EFFECTS OF CEMENT PRIVATIZATION ON CONSUMERS AND EMPLOYEES

Pakistan being a rich country in terms of the basic ingredients (limestone, clay and gypsum) required for producing cement, it is unlucky that the benefit of availability of all these natural resources is not passed on to the consumers. It is the industry which is earning the highest profits and also the government which is getting lots of revenues in the form of taxes which are said to be the highest in this region and the end users are the real sufferers. This statement can be substantiated with the fact that a cement bag of 50 kg is being sold at Rs160 in India as compared to Rs 300 or more in Pakistan.
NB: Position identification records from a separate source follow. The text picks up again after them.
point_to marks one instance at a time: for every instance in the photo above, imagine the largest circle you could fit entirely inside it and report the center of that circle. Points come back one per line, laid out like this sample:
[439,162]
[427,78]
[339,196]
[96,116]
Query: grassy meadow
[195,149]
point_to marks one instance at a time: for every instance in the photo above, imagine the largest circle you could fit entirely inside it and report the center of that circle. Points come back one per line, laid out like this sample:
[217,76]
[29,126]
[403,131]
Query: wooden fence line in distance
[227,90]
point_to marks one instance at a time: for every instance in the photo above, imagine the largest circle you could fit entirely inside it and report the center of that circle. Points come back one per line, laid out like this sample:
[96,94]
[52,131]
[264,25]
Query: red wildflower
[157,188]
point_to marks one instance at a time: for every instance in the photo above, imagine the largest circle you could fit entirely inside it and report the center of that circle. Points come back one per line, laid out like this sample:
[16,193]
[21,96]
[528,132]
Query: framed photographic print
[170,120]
Conversion from furnace oil plants to coal system has already taken place in majority of the cement producing units which have started getting high benefits but cement companies are reluctant to pass the benefit to the consumer on the excuse that the industry has suffered great losses in the past due to high price of furnace oil hence unless the losses of the past are recovered they are not in a position to pass on the benefit to the end users. And in this condition government is not effective to intervene in price mechanism because it is already charging highest tax from these industries.

It seems that privatization has brought more of the adverse affects towards the larger population of Pakistan that is poor people. Where as the government says that it has well controlled the prices of cement industry, but there exists a large gap between cost and price of cement.
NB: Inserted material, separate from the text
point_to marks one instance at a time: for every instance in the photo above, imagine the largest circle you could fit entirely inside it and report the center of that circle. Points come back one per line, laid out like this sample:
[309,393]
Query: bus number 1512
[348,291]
On the other hand, privatization of any industry brings the concerns of layoffs for its employees. There was great deal of layoffs in the newly privatized companies in the form of Golden handshake and the stake in the shares of cement companies.
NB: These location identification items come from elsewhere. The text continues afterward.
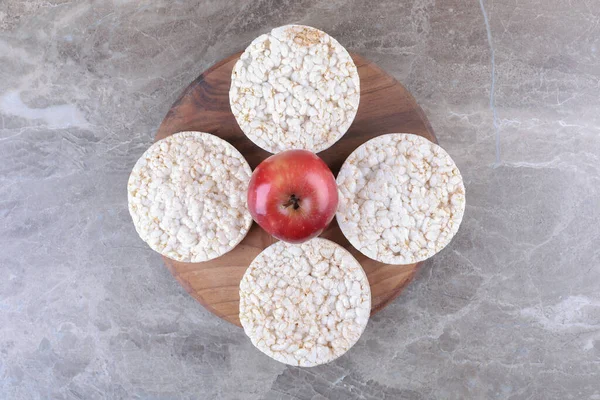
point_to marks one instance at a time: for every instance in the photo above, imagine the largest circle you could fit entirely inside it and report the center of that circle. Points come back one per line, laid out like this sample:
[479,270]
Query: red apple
[293,195]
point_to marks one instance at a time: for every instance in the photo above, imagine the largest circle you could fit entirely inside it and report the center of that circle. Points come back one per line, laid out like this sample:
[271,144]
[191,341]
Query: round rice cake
[187,197]
[402,198]
[294,88]
[304,304]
Privatization has created a great deal of unemployment for the people in the areas where these cement manufacturers exist. There were almost 300 to 400 layoffs in the every cement factory that was privatized and many of them closed down, resulting in full unemployment of these closed down units. These privatized units do offer some extra facilities to these employees, which government was failed to provide before, but also take great deal of work. Also the opening up of new plants in the country has opened the ways to new employments. After privatization, the number of cement manufacturers has increased from 16 to 24 in the country, but it still does not employs that much of workers as were employed by the nationalized cement industry, keeping in view the social objects in their mind. It has also decreased the job safety of employees of privatized units. Moreover, the income of these employees is not appropriate as much as they work and in accordance with increasing inflation in the country. Finally, the transparency of privatization has always remained doubtful and questionable. This has been termed as sweetened privatization deals

CONCLUSION & RECOMMENDATIONS

We can conclude that private sector enjoys monopoly in cement sector. After privatization, the government has no control over setting prices, prices are set by Association of Cement Units i.e. cartel. After privatization, in terms of technology cement sector has transformed from furnace oil production to coal firing system, which results in saving the cost of production. In terms of demand and supply, there is lot of demand of cement in and outside the country. After privatization and change of technology, despite saving in cost of production, the consumer is not getting any benefit in terms of reduced prices. The ultimate beneficiaries are manufacturers/owners and the government itself, and the end users are the real sufferers. On the other hand the lay off of employees and increased risk of losing the job has been the other result of privatization of this industry. Overall the increase in cement prices has badly affected the common man of Pakistan.

After privatization, there still remains a role of government to play. In this scenario, the government has to play very significant role to control the prices and to protect the end users/consumers.